Many foreign countries expressed concern and opposition before the referendum. The U.S. State Department and White House—as well as Special Presidential Envoy Brett McGurk—repeatedly warned against it. “This referendum is ill-timed and ill-advised. It is not something that we can support. That is not simply our position. That is the position of our entire international coalition,” McGurk said on September 14 in Erbil. Mustafa says that when he met foreign ministers of eastern European countries at the GLOBSEC Bratislava Global Security Forum this year many of them told him that when their countries sought independence they were also told it was not the right time. “So any time you chose is not the right time,” Mustafa noted, meaning counterintuitively, that it is the right time. “I’ve met many officials, state secretaries, ambassadors and media and there is a lot of sympathy and understanding and support for our right to self-determination. They are not against Kurdistan,” he said. Although some oppose the right to self-determination, most are concerned more about issues in the region, such as the upcoming Iraqi government elections, and the defeat of Islamic State in one of its last Iraqi holdouts in Hawija, which is just southwest of Erbil.

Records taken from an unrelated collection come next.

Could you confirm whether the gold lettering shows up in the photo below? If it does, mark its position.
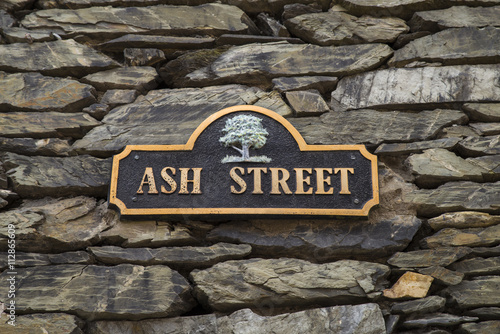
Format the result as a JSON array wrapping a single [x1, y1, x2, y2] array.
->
[[269, 168, 292, 195], [179, 168, 202, 194], [137, 167, 158, 194], [314, 168, 333, 195], [161, 167, 177, 194], [247, 167, 267, 195], [229, 167, 247, 194], [294, 168, 312, 195], [335, 168, 354, 195]]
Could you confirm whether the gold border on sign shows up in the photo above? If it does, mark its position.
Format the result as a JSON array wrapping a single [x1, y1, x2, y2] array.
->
[[109, 105, 379, 216]]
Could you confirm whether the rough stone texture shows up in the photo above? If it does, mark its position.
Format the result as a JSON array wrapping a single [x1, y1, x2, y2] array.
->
[[88, 243, 252, 271], [444, 276, 500, 309], [0, 313, 85, 334], [384, 271, 434, 299], [81, 66, 159, 93], [0, 71, 96, 112], [427, 211, 500, 231], [387, 247, 471, 268], [285, 11, 409, 46], [0, 111, 101, 138], [405, 182, 500, 217], [0, 196, 111, 252], [0, 264, 195, 320], [422, 225, 500, 248], [405, 149, 488, 188], [408, 6, 500, 32], [389, 27, 500, 67], [291, 109, 467, 145], [332, 65, 500, 110], [375, 138, 460, 155], [190, 258, 389, 312], [0, 39, 120, 77], [173, 43, 392, 87]]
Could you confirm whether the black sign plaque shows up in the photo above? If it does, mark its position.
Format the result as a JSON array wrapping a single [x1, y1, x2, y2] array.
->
[[109, 106, 379, 217]]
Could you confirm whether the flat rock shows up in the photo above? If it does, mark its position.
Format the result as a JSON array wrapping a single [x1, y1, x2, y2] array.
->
[[290, 109, 467, 145], [408, 6, 500, 32], [88, 243, 252, 271], [73, 85, 291, 157], [389, 27, 500, 67], [463, 103, 500, 122], [387, 247, 471, 268], [285, 11, 409, 46], [421, 225, 500, 248], [0, 313, 85, 334], [444, 276, 500, 309], [0, 39, 120, 77], [0, 111, 101, 138], [384, 271, 434, 299], [391, 296, 446, 315], [207, 216, 421, 262], [405, 148, 487, 188], [332, 65, 500, 110], [2, 153, 111, 198], [427, 211, 500, 231], [375, 138, 460, 155], [80, 66, 159, 93], [21, 4, 254, 40], [0, 71, 96, 112], [405, 182, 500, 217], [177, 42, 392, 87], [0, 196, 111, 252], [458, 135, 500, 157], [190, 258, 389, 312], [0, 264, 195, 320]]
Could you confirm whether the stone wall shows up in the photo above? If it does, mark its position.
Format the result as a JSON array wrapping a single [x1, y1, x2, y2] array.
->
[[0, 0, 500, 334]]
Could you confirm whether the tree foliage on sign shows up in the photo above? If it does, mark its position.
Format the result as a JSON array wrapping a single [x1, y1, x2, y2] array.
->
[[219, 115, 271, 163]]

The Kurdish region wants to think in the long-term, but the short-term looks difficult. The region has enjoyed unprecedented autonomy since 2003. It runs two international airports and controls its own border. It exports its own oil. Although it doesn’t issue its own passports, it does have its own visa rules. For example, Americans and others can travel visa-free to Erbil but not Baghdad. Although it has suffered a deep economic crises because of three years of war on ISIS and Baghdad cutting the budget to the region, its major cities, such as Erbil, Sulaiymaniyah and Dohuk, boast modern infrastructure and a relatively good economy.

The largest challenge the Kurdish region faces is relations with Ankara. Recent articles in the Turkish press have alleged that Ankara is searching for “alternative trade routes to Baghdad” to bypass the Kurds. On Wednesday, Turkish prime minister Binali Yildirim spoke with Iraqi prime minister Haider al-Abadi. The two countries have grown closer in opposition to the referendum with reports of joint military drills. Now Turkey has indicated it will deal “exclusively with the Iraqi government” as opposed to Erbil. This is a major shift from February when KRG president Masoud Barzani met Turkish president Recep Tayyip Erdogan in February and the Kurdish flag was hoisted at the airport. In October 2016, Baghdad threatened Turkey and warned of conflict because of a Turkish military base in northern Iraq. That was the high point of Erbil’s relations with Ankara. Now seems to be the low point. This is because Ankara views the KRG’s decision as a kind of betrayal. They have supported Erbil with a special relationship and expected a kind of quid-pro-quo. Now, Turkey has not only upped pressure on the KRG and grown closer to Baghdad, but it has also pressured Israel over Benjamin Netanyahu’s comments supporting the referendum.

The next immediate concern to the Kurds is Baghdad’s threat to send its army to the areas around Kirkuk. Kirkuk, sitting on an estimated four percent of the world’s oil, has been central to Kurdish claims against Baghdad in conflicts from the 1970s to 1990s. The status was supposed to be determined after the 2005 Iraqi constitution, but never was. Since 2014, when the Iraqi army retreated in the face of ISIS, the Kurdish Peshmerga have successfully defended Kirkuk. Dr. Kemal Kirkuki, a Peshmerga commander and former speaker of the KRG parliament has been central to protecting the areas around the city. Like other Kurdish leaders he says the international community should respect the democratic process in the region. At his headquarters north of Kirkuk he also says Baghdad has proved a failure to defend the country’s security and has often persecuted Kurds. “In the last thirty years we suffered five genocides against us. How can we continue to live with [Iraq]. We should be separate from them and we need to build a democratic land and we hope to have peace and be good neighbors.” South of Kirkuk the Shia militias, called Popular Mobilization Units or Hashd al-Shaabi, that were incorporated into the Iraqi security forces in 2016 may threaten Kirkuk. “The Hashd cannot do anything without coalition air support. We hope they go back peacefully and will not make problems. If they try to do something we will show them what will happen.” In a show of determination, videos were posted to Peshmerga Facebook groups showing Kirkuki and Peshmerga generals reviewing troops on September 27.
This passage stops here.